Segundo Pacheco (2013, p. 258), no ano de 2001, grande parte dos Ministérios Públicos do país já possuíam órgãos específicos para atuação na investigação, tanto na área cível como criminal; além de grupos dedicados a atuação no combate ao crime organizado. Em razão destas atuações, em janeiro de 2002, o promotor de justiça Francisco José Lins do Rêgo Santos foi assassinado devido à investigação que realizava sobre a ―máfia dos combustíveis‖, no Estado de Minas Gerais. Em resposta a este ato, o Conselho Nacional de Procuradores-Gerais dos Ministérios Públicos dos Estados e da União (CNPG) convocou uma reunião nacional em Belo Horizonte/MG e criou o Grupo Nacional de Combate às Organizações Criminosas (GNCOC), em 22 de fevereiro de 2002; sendo eleito pelo

plenário da reunião como Presidente o então Procurador-Geral de Justiça de MG, Nedens Ulisses Freire Vieira e como Secretário-Geral o Promotor de Justiça Denilson Feitoza Pacheco.

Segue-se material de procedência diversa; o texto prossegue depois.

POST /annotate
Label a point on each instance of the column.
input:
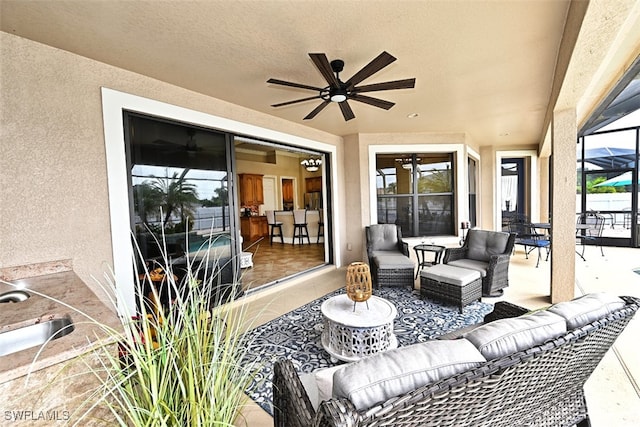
(563, 205)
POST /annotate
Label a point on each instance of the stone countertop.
(68, 288)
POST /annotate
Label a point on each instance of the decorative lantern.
(358, 283)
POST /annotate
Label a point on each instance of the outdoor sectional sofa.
(517, 368)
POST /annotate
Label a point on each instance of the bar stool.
(320, 225)
(300, 229)
(273, 224)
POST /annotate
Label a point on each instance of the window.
(415, 191)
(179, 191)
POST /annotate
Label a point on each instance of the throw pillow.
(393, 373)
(505, 336)
(587, 308)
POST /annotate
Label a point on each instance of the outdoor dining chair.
(529, 237)
(589, 228)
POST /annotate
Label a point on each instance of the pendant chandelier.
(311, 164)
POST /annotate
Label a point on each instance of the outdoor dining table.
(547, 226)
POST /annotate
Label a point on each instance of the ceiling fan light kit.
(341, 92)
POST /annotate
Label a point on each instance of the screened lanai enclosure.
(607, 155)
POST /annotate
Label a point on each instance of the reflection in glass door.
(179, 196)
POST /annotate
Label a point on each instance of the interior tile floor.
(613, 391)
(278, 261)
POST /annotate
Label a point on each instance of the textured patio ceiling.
(485, 68)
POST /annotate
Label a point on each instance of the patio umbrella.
(611, 157)
(618, 181)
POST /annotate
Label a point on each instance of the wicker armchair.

A estrutura do GNCOC hoje é composta por trinta Ministérios Públicos (o Ministério Público Federal, MP Militar, MP do Trabalho, MP do Distrito Federal e Territórios e vinte e seis Ministérios Públicos estaduais). Possui ainda o grupo operacional (composto pelos coordenadores dos Grupos de Atuação Especial de Combate ao Crime Organizado – GAECOs – dos estados); grupo estrutural (composto por integrantes dos Gabinetes de Segurança Institucional – GSI – dos MP estaduais, órgãos de inteligência dos Ministérios Públicos); Escola Nacional do GNCOC (tem como objetivo contribuir para a qualificação dos membros que atuam nos GAECOs e GNCOC) e, por fim, a Secretaria Executiva do GNCOC (órgão responsável pelas reuniões, interligação entre GAECOs e entre Grupos, bem como assessoramento ao presidente).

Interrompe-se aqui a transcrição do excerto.